Chiusi: cinghiale adottato da una famiglia e ucciso da un vicino di casa; sindaco Sonnini,” confidiamo nelle autorità competenti perchè venga chiarito quanto accaduto”

di Nunzio Dell’Annuziata
La storia di Groot, un cinghiale che, dopo essere stato ferito, era stato affidato alle cure di Sara Bartoli e viveva nel cortile della sua casa in campagna dove è stato ucciso da un vicino di casa è arrivata subito all’attenzione del sindaco di Chiusi Gianluca Sonnini . “Una sorta di favola che purtroppo- ha commentato- è finita male.La sua uccisione oltre che dal punto di vista affettivo, pone alcune questioni legate alle circostanze in cui l’atto sarebbe avvenuto.Il rispetto delle regole in materia di attività venatoria, è fondamentale per garantire la sicurezza, la corretta gestione del territorio e anche per tutelare il ruolo dei cacciatori che operano nel rispetto delle norme e con attenzione all’equilibrio naturale. Confidiamo nel lavoro delle autorità competenti – ha concluso il primo cittadino -affinché venga chiarito quanto accaduto”.
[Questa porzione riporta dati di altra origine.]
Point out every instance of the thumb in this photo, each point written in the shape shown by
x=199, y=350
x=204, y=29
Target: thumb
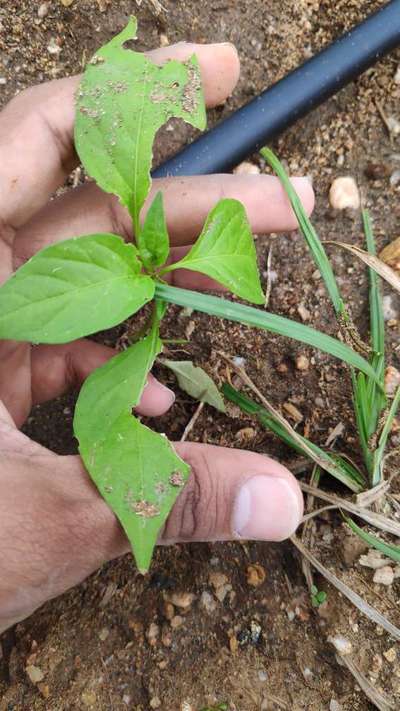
x=233, y=494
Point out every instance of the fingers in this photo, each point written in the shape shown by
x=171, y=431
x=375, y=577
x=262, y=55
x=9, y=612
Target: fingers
x=187, y=201
x=231, y=495
x=57, y=369
x=36, y=130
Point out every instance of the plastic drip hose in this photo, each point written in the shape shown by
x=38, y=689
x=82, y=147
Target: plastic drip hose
x=293, y=97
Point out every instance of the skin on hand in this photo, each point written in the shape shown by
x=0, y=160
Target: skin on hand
x=54, y=527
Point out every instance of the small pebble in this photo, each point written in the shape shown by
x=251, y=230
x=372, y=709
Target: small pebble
x=392, y=380
x=89, y=698
x=103, y=634
x=344, y=194
x=302, y=362
x=255, y=575
x=183, y=600
x=384, y=576
x=35, y=673
x=43, y=10
x=393, y=125
x=292, y=411
x=152, y=634
x=373, y=559
x=208, y=602
x=168, y=610
x=390, y=654
x=341, y=644
x=217, y=580
x=395, y=178
x=391, y=254
x=246, y=168
x=53, y=47
x=176, y=621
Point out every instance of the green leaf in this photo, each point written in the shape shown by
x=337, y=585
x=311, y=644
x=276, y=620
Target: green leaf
x=153, y=240
x=73, y=288
x=196, y=383
x=387, y=549
x=250, y=316
x=123, y=100
x=225, y=251
x=307, y=229
x=136, y=470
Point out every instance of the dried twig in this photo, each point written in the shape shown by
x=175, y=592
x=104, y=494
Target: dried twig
x=375, y=519
x=354, y=598
x=381, y=701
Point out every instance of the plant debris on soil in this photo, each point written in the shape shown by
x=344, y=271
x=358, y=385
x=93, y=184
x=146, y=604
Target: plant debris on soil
x=231, y=623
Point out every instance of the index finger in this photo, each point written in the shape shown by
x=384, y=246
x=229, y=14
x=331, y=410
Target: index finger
x=36, y=129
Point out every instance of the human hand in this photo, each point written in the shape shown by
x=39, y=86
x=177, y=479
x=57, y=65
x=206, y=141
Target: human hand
x=55, y=528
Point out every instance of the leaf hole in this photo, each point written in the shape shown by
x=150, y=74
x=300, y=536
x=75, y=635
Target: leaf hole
x=130, y=44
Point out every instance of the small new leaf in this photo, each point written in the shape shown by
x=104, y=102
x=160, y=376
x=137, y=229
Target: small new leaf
x=153, y=240
x=72, y=289
x=196, y=383
x=122, y=101
x=136, y=470
x=225, y=251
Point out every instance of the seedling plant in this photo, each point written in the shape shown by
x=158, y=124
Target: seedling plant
x=93, y=282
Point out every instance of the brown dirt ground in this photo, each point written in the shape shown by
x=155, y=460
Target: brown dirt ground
x=91, y=643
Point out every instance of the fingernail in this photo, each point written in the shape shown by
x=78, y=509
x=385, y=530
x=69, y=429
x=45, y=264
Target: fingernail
x=267, y=509
x=163, y=391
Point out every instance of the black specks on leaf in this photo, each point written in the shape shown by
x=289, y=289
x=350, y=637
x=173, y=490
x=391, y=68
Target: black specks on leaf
x=176, y=479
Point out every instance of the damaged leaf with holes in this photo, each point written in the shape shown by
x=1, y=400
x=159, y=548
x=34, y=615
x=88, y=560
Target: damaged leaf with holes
x=122, y=101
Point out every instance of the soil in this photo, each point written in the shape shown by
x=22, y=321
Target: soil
x=107, y=644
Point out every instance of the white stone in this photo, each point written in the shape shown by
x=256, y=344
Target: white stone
x=344, y=193
x=384, y=576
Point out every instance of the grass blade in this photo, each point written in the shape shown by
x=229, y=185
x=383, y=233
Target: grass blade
x=354, y=598
x=374, y=519
x=377, y=698
x=380, y=450
x=273, y=420
x=389, y=550
x=376, y=399
x=310, y=235
x=216, y=306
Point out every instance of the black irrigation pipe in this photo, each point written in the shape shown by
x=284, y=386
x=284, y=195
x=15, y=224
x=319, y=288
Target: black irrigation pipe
x=290, y=99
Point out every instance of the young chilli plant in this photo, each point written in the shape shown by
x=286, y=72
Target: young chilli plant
x=93, y=282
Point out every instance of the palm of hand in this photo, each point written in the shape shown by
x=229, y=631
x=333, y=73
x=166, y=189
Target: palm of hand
x=67, y=529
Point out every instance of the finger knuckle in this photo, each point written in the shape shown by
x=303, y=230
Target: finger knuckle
x=194, y=516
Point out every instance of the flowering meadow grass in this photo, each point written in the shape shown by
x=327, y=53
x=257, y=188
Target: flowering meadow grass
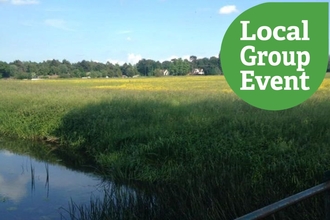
x=204, y=152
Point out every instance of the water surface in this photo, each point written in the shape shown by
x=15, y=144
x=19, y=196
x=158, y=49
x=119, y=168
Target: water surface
x=32, y=188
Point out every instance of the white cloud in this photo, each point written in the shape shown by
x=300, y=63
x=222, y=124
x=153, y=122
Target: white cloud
x=57, y=23
x=131, y=58
x=124, y=32
x=228, y=9
x=120, y=62
x=24, y=2
x=134, y=58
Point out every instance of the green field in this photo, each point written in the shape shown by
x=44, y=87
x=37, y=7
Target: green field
x=192, y=134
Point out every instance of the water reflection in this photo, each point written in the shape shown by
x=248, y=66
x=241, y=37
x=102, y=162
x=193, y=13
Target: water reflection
x=35, y=189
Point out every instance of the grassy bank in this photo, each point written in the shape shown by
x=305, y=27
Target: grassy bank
x=191, y=136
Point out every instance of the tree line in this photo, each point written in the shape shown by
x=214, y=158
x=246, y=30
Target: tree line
x=145, y=67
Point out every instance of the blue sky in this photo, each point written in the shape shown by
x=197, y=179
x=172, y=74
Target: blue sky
x=116, y=30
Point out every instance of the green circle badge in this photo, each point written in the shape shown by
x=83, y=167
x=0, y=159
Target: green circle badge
x=274, y=56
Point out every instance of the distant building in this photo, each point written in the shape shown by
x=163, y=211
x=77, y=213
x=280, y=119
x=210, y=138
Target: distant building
x=198, y=72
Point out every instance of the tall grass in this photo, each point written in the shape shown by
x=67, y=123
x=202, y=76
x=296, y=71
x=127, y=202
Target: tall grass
x=212, y=155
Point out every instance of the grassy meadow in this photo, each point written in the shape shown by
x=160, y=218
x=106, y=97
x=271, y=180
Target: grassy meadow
x=189, y=138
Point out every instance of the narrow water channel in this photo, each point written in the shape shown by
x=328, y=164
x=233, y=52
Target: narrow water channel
x=36, y=188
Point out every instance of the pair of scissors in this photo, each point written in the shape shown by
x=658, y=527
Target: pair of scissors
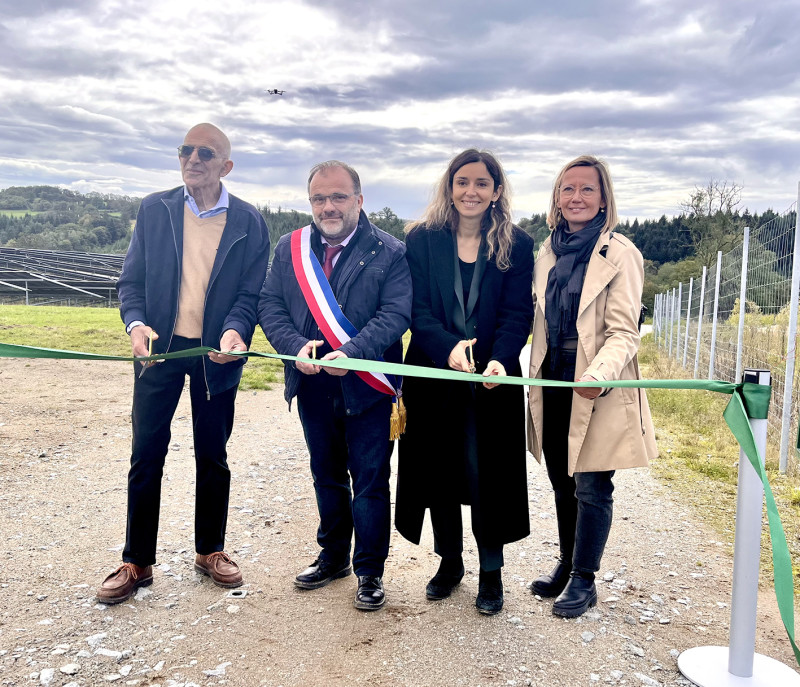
x=147, y=364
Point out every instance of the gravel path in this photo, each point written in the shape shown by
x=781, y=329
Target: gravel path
x=64, y=451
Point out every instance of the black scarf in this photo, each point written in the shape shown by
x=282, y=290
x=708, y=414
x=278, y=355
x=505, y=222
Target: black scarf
x=565, y=281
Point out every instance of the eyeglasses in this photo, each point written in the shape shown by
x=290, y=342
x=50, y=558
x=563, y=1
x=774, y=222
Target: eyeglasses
x=584, y=191
x=205, y=154
x=336, y=199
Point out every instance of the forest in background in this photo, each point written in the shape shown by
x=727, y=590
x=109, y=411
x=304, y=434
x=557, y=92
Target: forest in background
x=674, y=249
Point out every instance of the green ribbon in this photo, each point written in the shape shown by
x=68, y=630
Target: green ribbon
x=745, y=398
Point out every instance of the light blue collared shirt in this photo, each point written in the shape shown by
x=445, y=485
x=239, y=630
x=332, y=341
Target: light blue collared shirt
x=219, y=208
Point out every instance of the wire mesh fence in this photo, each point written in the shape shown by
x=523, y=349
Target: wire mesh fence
x=742, y=313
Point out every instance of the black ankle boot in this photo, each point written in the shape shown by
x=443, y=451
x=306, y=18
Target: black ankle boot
x=490, y=592
x=578, y=596
x=553, y=584
x=446, y=579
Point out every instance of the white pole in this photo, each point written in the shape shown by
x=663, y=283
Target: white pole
x=678, y=334
x=688, y=321
x=747, y=548
x=742, y=300
x=671, y=320
x=655, y=318
x=714, y=321
x=791, y=340
x=738, y=665
x=700, y=323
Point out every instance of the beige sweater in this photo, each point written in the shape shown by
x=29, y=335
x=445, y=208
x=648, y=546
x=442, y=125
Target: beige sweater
x=200, y=242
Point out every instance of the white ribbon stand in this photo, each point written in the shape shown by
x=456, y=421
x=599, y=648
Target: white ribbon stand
x=739, y=665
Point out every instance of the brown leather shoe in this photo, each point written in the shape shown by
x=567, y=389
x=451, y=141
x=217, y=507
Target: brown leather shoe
x=123, y=582
x=220, y=568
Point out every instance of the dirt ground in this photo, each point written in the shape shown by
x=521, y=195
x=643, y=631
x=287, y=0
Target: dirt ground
x=64, y=452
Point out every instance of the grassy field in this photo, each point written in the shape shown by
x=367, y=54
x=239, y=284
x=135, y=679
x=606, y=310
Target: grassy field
x=699, y=458
x=100, y=330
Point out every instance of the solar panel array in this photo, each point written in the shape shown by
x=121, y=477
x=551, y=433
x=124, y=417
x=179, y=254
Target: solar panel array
x=46, y=277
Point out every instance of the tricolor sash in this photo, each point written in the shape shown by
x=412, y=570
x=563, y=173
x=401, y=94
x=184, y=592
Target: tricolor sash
x=330, y=319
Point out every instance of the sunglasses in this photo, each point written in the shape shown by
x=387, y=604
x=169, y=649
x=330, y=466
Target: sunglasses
x=205, y=154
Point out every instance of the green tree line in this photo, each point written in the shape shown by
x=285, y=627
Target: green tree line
x=674, y=248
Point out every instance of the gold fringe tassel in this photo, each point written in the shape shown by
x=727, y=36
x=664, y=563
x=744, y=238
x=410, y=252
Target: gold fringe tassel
x=397, y=422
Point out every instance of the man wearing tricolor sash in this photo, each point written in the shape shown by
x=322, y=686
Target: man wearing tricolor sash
x=341, y=287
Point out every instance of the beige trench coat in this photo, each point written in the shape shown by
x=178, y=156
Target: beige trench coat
x=614, y=431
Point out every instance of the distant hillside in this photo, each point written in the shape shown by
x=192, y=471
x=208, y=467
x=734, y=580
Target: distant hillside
x=51, y=218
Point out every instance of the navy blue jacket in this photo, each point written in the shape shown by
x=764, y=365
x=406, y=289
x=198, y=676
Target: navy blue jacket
x=150, y=282
x=372, y=284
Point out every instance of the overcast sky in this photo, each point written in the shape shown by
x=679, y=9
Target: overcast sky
x=96, y=95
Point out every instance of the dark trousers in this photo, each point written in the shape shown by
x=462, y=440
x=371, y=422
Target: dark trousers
x=448, y=536
x=344, y=447
x=155, y=397
x=448, y=531
x=584, y=502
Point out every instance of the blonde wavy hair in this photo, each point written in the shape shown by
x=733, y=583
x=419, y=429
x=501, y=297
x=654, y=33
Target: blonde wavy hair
x=496, y=222
x=554, y=216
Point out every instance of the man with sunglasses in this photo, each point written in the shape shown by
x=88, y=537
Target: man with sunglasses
x=341, y=288
x=191, y=278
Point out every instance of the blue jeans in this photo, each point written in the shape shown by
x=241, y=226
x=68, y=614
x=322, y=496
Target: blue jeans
x=344, y=447
x=155, y=397
x=584, y=502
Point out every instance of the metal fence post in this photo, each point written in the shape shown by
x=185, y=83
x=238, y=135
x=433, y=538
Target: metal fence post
x=791, y=339
x=688, y=321
x=700, y=323
x=714, y=321
x=742, y=301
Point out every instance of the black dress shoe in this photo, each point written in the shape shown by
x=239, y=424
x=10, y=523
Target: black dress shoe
x=446, y=579
x=578, y=596
x=370, y=595
x=320, y=572
x=490, y=592
x=553, y=584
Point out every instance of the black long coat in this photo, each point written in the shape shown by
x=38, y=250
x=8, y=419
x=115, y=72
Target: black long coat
x=431, y=455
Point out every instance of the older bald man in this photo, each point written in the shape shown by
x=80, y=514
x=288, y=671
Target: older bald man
x=191, y=278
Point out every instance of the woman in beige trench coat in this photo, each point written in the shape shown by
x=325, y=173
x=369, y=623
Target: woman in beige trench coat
x=587, y=289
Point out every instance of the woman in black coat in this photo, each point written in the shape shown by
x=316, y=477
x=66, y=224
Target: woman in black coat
x=471, y=270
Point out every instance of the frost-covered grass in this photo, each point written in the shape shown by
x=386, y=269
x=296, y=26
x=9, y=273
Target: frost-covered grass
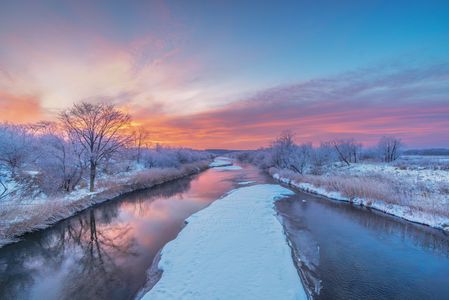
x=18, y=216
x=221, y=161
x=415, y=192
x=234, y=249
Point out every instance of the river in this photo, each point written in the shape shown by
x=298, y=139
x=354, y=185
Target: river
x=106, y=251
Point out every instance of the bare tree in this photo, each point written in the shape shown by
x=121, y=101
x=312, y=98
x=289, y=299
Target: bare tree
x=99, y=128
x=15, y=146
x=140, y=137
x=389, y=148
x=287, y=155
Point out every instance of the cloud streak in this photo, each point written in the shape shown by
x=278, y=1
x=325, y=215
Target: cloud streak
x=411, y=103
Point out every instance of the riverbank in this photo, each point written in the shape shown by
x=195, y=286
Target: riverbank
x=22, y=218
x=235, y=248
x=407, y=200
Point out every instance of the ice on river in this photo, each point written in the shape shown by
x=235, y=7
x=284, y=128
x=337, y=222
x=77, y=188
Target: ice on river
x=234, y=249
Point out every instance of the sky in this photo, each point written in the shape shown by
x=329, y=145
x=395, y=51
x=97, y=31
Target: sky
x=234, y=74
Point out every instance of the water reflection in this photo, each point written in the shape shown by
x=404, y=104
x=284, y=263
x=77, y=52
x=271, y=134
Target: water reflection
x=348, y=252
x=105, y=252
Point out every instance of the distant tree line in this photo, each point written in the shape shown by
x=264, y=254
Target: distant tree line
x=285, y=153
x=85, y=140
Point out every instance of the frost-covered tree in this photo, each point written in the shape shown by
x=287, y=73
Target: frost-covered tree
x=15, y=146
x=286, y=154
x=322, y=156
x=62, y=161
x=140, y=141
x=389, y=148
x=100, y=130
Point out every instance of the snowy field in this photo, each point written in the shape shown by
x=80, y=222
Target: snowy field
x=415, y=188
x=234, y=249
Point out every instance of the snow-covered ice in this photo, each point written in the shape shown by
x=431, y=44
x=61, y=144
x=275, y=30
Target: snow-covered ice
x=228, y=168
x=234, y=249
x=245, y=182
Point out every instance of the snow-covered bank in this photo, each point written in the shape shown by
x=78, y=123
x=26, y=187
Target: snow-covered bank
x=409, y=213
x=221, y=161
x=19, y=218
x=234, y=249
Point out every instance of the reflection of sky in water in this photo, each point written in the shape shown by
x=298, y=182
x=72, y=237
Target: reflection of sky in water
x=362, y=254
x=104, y=253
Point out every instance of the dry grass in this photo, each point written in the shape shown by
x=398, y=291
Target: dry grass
x=19, y=217
x=374, y=188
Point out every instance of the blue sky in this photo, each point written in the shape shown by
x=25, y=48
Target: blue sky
x=175, y=59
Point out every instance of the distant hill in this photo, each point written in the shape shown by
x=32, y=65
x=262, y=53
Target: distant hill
x=431, y=151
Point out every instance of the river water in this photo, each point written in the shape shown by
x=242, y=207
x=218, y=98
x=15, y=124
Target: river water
x=345, y=252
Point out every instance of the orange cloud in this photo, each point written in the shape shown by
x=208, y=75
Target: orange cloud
x=19, y=109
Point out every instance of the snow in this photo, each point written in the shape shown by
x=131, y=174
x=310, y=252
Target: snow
x=401, y=211
x=228, y=168
x=234, y=249
x=245, y=182
x=220, y=162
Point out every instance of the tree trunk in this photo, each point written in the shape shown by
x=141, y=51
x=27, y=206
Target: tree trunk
x=93, y=171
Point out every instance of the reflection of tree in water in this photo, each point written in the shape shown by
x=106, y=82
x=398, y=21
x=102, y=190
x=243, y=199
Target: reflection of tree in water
x=97, y=272
x=142, y=199
x=98, y=248
x=422, y=236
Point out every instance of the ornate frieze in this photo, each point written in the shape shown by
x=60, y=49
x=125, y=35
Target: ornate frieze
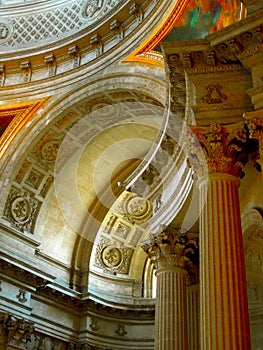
x=21, y=275
x=17, y=330
x=120, y=331
x=254, y=122
x=167, y=249
x=135, y=209
x=113, y=259
x=21, y=296
x=223, y=147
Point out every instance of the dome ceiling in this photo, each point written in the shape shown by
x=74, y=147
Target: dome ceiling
x=34, y=23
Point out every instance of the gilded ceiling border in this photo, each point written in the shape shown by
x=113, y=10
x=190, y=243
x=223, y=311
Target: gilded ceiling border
x=145, y=52
x=21, y=113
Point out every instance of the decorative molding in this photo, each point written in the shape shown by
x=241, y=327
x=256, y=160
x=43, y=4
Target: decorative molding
x=21, y=209
x=167, y=249
x=223, y=147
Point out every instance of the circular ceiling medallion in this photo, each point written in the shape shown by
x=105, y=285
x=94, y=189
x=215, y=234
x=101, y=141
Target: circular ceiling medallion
x=111, y=256
x=139, y=209
x=20, y=209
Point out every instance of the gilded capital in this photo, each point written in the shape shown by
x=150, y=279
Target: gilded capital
x=254, y=121
x=223, y=148
x=167, y=249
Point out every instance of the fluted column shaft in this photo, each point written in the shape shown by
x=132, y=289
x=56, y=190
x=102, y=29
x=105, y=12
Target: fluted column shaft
x=171, y=312
x=167, y=251
x=193, y=311
x=224, y=318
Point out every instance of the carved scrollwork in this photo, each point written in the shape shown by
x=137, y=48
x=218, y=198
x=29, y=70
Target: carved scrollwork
x=111, y=256
x=214, y=94
x=167, y=249
x=91, y=7
x=136, y=209
x=223, y=148
x=20, y=208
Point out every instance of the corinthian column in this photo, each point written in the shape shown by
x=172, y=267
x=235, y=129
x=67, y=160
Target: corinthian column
x=224, y=318
x=255, y=126
x=167, y=251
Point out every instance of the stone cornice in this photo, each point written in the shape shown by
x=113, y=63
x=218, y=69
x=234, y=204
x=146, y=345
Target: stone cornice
x=82, y=49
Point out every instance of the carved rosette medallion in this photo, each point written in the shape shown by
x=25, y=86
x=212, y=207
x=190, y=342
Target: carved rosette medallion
x=49, y=151
x=111, y=256
x=136, y=209
x=20, y=209
x=92, y=7
x=167, y=249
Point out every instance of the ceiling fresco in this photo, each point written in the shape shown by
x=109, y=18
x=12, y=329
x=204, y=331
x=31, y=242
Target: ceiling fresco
x=202, y=17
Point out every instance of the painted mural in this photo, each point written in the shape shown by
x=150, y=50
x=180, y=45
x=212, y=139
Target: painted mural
x=203, y=17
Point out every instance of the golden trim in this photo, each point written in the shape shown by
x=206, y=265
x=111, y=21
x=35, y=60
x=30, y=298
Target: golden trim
x=144, y=52
x=22, y=113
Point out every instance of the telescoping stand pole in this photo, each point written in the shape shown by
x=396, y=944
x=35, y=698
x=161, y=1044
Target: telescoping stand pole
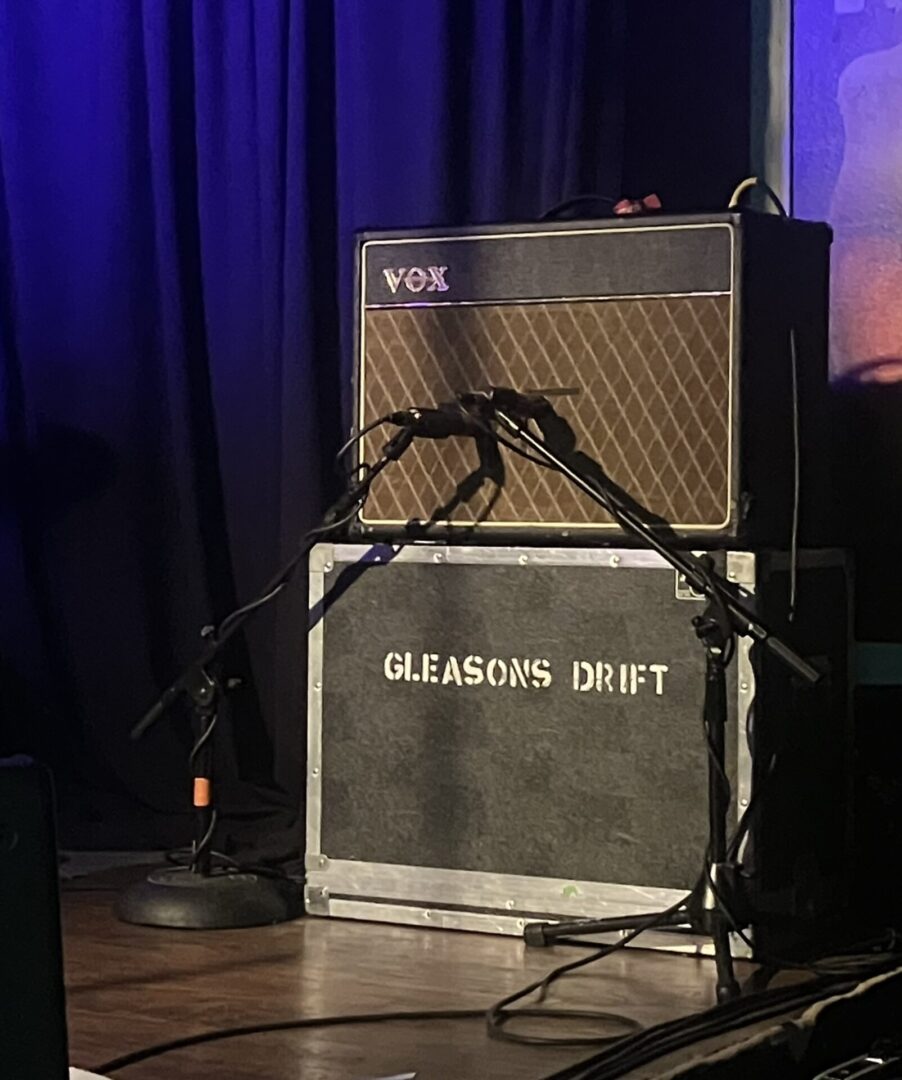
x=200, y=896
x=712, y=910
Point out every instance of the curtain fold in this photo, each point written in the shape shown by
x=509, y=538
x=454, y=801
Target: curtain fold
x=179, y=187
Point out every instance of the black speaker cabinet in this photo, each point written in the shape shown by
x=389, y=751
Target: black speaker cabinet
x=32, y=1004
x=697, y=349
x=498, y=734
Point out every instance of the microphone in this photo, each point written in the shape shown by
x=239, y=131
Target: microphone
x=522, y=406
x=443, y=421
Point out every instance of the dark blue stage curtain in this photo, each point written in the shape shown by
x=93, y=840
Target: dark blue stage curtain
x=179, y=184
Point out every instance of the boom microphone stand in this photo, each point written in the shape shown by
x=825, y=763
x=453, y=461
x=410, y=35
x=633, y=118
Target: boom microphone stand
x=713, y=913
x=200, y=896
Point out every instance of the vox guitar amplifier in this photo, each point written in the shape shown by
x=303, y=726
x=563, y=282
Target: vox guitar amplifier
x=695, y=351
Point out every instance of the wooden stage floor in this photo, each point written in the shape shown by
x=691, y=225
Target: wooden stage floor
x=132, y=986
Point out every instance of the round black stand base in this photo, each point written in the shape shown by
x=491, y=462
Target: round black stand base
x=220, y=901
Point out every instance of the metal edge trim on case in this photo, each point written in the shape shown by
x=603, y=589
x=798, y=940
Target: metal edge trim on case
x=441, y=887
x=509, y=926
x=460, y=554
x=541, y=299
x=623, y=230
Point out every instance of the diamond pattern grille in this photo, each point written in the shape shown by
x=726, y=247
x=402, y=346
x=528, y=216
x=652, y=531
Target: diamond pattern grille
x=654, y=405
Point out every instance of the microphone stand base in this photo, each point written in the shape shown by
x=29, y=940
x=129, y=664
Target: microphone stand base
x=182, y=899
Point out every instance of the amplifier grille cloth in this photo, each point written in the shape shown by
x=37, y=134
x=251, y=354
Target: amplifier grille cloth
x=654, y=405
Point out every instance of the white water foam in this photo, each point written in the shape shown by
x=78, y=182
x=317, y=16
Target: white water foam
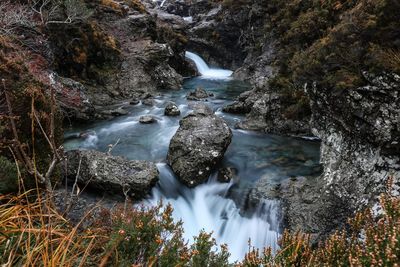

Il cinghiale era stato affidato dalla forestale alla volontaria Sara Bartoli che se ne prendeva cura con amore. L’affidamento era stato concesso, tramite il CRAS (Centro Recupero Animali Selvatici) in seguito al ferimento dell’animale stesso e la volontaria lo allevava nel suo cortile con amore e rispetto per la natura, dato che il cinghiale, non era nelle condizioni di ritornare alla vita selvatica. Tra l’altro Groot passava le giornate in assoluta simbiosi con Platone il cane che divideva con Groot lo spazio a loro disposizione. Eppure, sembra incredibile, qualcuno ha caricato il fucile e ha posto fine alla vita del povero cinghiale.